November 10, 2011
Nova Scotia

Winds of compromise blow through Cumberland County

Darrell Cole, Daily Business Buzz, www.ns.dailybusinessbuzz.ca 10 November 2011

Cumberland County has a new bylaw for wind farms, but it wasn’t without lengthy debate and some compromise.

County councillors passed its land-use bylaws through second reading, but only after agreeing to extend the setback between wind turbines and habitable buildings from 500 metres to 600.

The county is also going to look at zoning certain parts of the county for wind development and excluding others, partially in response to a large number of submissions from Gulf Shore residents opposed to maintaining setbacks at 500 metres.

“I really believe this is positive and we’re heading in the right direction,” Deputy Warden Gerald Read said following the nearly four-hour session. “I’m very pleased with what the end result was and now we can move forward in a positive manner.”

Read was very concerned with comments calling on the county to extend the distance between homes and wind turbines to 1,000 metres saying it would essentially kill a number of projects under consideration across the county and take Cumberland out of the wind energy field.

“We have a number of companies that are looking at this area and they would have to be tossed if the setbacks were 1,000 metres or more. It wouldn’t allow for any of them,” Read said. “The way we’ve done it and with the idea of creating zones it should allow those wind projects to go ahead in areas where people aren’t opposed to them and protect those people in other areas who are against them. I think it’s very responsible.”

The county started looking at changing its land-use bylaw in 2010 and held a number of open houses around the county. County planner Penny Henneberry proposed a number of amendments that went to a series of public meetings around the county and were the subject of a survey that those opposed to any wind farm on the Gulf Shore felt was flawed.

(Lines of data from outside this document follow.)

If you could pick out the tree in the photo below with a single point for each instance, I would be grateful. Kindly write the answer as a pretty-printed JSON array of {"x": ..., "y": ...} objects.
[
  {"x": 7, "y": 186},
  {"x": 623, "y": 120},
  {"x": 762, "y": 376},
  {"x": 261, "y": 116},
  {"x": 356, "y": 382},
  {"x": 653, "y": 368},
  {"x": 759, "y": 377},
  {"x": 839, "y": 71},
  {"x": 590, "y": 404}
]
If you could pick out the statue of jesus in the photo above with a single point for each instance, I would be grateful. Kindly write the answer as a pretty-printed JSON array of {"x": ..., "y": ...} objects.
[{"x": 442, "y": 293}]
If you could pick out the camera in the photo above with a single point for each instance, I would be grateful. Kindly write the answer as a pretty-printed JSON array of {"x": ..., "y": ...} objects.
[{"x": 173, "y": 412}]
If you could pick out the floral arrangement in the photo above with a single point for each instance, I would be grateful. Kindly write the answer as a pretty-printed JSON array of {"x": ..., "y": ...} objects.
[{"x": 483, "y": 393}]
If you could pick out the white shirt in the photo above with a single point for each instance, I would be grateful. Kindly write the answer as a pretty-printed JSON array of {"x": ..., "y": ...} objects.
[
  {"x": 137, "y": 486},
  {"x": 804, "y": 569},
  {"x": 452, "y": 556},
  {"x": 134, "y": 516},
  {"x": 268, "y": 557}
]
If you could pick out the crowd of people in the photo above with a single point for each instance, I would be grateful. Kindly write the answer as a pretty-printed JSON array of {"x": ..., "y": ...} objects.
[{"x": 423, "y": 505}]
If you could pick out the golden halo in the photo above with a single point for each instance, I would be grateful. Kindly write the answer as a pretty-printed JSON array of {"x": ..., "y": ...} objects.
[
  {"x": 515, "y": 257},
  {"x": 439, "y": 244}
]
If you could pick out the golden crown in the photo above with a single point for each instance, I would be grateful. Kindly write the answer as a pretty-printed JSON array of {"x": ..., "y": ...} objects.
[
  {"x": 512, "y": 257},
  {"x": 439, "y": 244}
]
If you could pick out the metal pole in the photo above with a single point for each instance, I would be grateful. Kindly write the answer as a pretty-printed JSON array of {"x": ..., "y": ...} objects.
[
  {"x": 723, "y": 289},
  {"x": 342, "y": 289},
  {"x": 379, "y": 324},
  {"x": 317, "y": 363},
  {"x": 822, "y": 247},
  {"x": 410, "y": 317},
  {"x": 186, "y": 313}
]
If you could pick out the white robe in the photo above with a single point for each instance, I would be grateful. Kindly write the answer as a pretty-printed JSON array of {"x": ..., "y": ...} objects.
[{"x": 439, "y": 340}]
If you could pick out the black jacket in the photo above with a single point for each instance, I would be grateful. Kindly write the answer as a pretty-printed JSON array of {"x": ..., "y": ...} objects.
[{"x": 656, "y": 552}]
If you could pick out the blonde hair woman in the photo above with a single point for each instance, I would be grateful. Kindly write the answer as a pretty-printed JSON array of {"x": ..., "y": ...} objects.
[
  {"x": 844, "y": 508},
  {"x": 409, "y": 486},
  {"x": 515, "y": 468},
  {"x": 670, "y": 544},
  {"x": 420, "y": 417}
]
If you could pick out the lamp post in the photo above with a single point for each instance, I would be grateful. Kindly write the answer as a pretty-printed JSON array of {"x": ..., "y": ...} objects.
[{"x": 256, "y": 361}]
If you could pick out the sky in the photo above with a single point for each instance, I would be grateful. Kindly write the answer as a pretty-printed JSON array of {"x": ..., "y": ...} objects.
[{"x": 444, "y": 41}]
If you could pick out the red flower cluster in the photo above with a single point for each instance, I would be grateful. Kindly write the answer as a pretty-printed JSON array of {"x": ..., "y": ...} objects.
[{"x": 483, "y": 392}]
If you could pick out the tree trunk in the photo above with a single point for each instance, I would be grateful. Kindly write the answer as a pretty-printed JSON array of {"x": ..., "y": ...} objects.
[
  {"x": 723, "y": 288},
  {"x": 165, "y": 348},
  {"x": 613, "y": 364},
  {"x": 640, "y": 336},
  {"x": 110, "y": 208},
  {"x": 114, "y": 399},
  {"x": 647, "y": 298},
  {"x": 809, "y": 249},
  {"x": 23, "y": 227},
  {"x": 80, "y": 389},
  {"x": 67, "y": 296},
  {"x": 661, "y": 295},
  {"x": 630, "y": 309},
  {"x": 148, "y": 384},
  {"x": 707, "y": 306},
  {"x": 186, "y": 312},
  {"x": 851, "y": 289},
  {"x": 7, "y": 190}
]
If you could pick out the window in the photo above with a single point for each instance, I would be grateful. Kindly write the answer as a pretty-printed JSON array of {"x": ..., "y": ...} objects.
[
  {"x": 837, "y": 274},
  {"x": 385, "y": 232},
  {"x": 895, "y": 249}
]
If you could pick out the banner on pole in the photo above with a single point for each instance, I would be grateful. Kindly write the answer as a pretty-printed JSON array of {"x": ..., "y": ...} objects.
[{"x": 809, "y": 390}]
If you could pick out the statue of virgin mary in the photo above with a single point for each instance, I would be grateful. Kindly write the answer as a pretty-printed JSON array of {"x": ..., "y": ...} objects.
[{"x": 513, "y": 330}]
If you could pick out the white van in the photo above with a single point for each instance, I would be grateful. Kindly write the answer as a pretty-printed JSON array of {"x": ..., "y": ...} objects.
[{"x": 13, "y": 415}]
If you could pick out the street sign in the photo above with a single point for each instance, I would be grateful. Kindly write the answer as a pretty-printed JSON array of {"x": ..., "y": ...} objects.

Following the meeting, Lisa Betts of the Gulf Shore Preservation Association said the idea of zoning has merit in that it won’t stop projects that do have merit.

“It’s a positive move. Obviously it’s not as much as we would have liked, but it’s a positive step,” Betts said following the vote. “In the meantime council has shown a lot more education and understanding from the last time we were here. It’s a huge difference.”

She said her association wants to make sure the county is protecting its residents and ratepayers as opposed to protecting a few people trying to run a business.